Engine Design for Beginners:
The Owen MATE DIY 2cc Diesel
Last update: Feb, 2007
Click on photographs to view in more detail
In 1989, Australian David Owen released a complete kit for an engine targeted specifically at first-time constructors. Called the MATE, David's design used an unusual approach for the crankcase. David had produced an extrusion die and had a length of 6061-T6 aluminum bar produced in the cross sectional shape of the embryonic case. This concept is eminently practical, being used by Cox to produce their range of small engines.
As he had total control over the project, David designed his die to produce alignment marks on the top and bottom of the bar so that a perfectly aligned vertical reference line could be scribed between them (I've re-touched the top score mark in the photo here as it was not showing up well; it is the same size as that visible on the curved, lower surface). A horizontal line connecting the bottom of the engine lugs would then precisely locate the axis for the crankshaft. To further assist marking out, light scores on the bottom of the engine lugs gave the lateral location of the engine mounting holes.
This approach certainly simplifies marking out—frequently a difficult task on a casting—and the extrusion is simpler to setup for machining than a casing. In addition, the extrusion has a very smooth surface and will be fully homogenous, so will not prone to defects due to porosity, blow holes and impurities that can bedevil the best back-yard foundry work. The down-side is that there is more work to be done, with more opportunities for making an error, not to mention the up-front cost involved on David's part.

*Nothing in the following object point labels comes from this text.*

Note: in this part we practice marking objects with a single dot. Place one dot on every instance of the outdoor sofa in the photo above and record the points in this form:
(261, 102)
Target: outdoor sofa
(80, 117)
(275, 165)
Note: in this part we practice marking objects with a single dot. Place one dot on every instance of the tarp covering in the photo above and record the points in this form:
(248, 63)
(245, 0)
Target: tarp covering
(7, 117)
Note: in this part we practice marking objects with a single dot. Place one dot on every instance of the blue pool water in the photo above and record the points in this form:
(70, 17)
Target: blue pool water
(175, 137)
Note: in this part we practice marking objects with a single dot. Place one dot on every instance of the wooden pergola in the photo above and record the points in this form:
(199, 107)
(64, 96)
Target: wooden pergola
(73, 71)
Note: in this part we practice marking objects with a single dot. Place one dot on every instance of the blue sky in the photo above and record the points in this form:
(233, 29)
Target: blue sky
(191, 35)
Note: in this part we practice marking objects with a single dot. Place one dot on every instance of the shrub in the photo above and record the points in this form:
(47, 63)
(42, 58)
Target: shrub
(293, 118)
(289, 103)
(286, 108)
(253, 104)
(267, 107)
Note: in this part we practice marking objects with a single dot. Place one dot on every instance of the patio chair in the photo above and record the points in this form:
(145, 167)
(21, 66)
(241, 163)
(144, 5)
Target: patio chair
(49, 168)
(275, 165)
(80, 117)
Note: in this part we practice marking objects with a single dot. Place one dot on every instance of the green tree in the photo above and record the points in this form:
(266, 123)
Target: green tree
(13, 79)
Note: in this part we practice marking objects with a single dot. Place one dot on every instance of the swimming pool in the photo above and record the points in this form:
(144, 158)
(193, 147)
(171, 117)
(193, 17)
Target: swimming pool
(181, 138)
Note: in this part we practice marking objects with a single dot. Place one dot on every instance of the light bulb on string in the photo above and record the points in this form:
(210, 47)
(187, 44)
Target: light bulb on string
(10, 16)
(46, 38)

Design wise, the MATE represents the Golden Era of diesel design: front rotary valve with peripheral Oliver style porting using a cast iron piston in a steel (12L14) liner. The 1040 steel crankshaft runs in a C-932 bronze bush. The conrod is from 2024-T3 aluminum; other aluminum parts are 6061-T6.

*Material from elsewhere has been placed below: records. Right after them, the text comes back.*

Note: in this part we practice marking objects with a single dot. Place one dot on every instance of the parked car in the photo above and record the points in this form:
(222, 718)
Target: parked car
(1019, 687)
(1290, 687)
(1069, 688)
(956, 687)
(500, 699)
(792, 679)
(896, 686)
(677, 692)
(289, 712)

Screw cutting is required for the backplate (and strongly recommended for the crankshaft thread, although the thread may be finished with a die). Milling is required to produce the transfer passages in the crankcase and the ports in the cylinder. These latter also require a that you have a rotary table for your mill. The rest of the engine is straight forward; the NVA incorporates a seat and is archetypical, making an ideal "Universal" assembly for other projects.
David produced very comprehensive machining instructions for distribution with the Mate kits and has kindly given Model Engine News permission to reproduce an updated version of them to accompany the engine plan which was redrawn for inclusion in the Motor Boys Plan Book. The techniques David devised to machine components anticipates all the sorts of things that he knew would represent potential pitfalls and problems for the beginner. His construction sequence assures that minor errors hitting a dimension on one part can be corrected for in the subsequent part(s). Click here for the Mate Machining Instructions Index.

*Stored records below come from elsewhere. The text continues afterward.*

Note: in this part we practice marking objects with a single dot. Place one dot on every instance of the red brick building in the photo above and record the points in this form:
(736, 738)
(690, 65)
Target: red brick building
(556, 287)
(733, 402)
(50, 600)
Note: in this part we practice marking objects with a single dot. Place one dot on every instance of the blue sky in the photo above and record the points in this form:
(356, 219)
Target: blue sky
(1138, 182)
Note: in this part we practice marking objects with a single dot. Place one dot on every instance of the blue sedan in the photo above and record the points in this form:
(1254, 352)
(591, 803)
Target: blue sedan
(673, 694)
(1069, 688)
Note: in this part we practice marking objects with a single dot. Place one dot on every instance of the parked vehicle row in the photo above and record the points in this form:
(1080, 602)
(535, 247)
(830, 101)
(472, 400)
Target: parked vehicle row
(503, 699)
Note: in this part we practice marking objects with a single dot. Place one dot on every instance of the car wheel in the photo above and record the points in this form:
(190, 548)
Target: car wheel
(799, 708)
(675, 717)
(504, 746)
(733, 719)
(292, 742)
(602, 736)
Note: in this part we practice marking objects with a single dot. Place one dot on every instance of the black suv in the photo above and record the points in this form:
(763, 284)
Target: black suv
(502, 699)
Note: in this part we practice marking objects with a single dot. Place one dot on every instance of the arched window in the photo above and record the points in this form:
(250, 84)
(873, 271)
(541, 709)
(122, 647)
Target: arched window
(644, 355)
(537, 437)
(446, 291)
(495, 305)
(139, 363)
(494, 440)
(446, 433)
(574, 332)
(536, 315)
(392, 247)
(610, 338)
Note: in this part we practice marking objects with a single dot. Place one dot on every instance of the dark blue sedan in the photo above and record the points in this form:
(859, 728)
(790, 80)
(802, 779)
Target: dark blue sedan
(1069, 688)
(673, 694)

Like most home-constructed engines, no MATE parts are heat treated. The instructions are very up-front about this and warn that the engine life will be measured in hours (principally piston wear, and pistons can be replaced). While this sounds short, an engine in a sport control-liner will get three or four five minute runs for a few weeks of the year, so the life will most likely be several flying seasons.
If you'd like to tackle a Mate, buy our book from the AMA and read the instructions on-line. The 6061 extrusion has been all cut up and sold, but a case can be milled from a solid block, or cut from plate using Electric Discharge Machining (EDM) as described in the December 2005 issue of Model Engine News. A construction article by a builder appeared in SIC magazine, issues #26, 27, and 28. Back issues are still available at this time (December, 2005).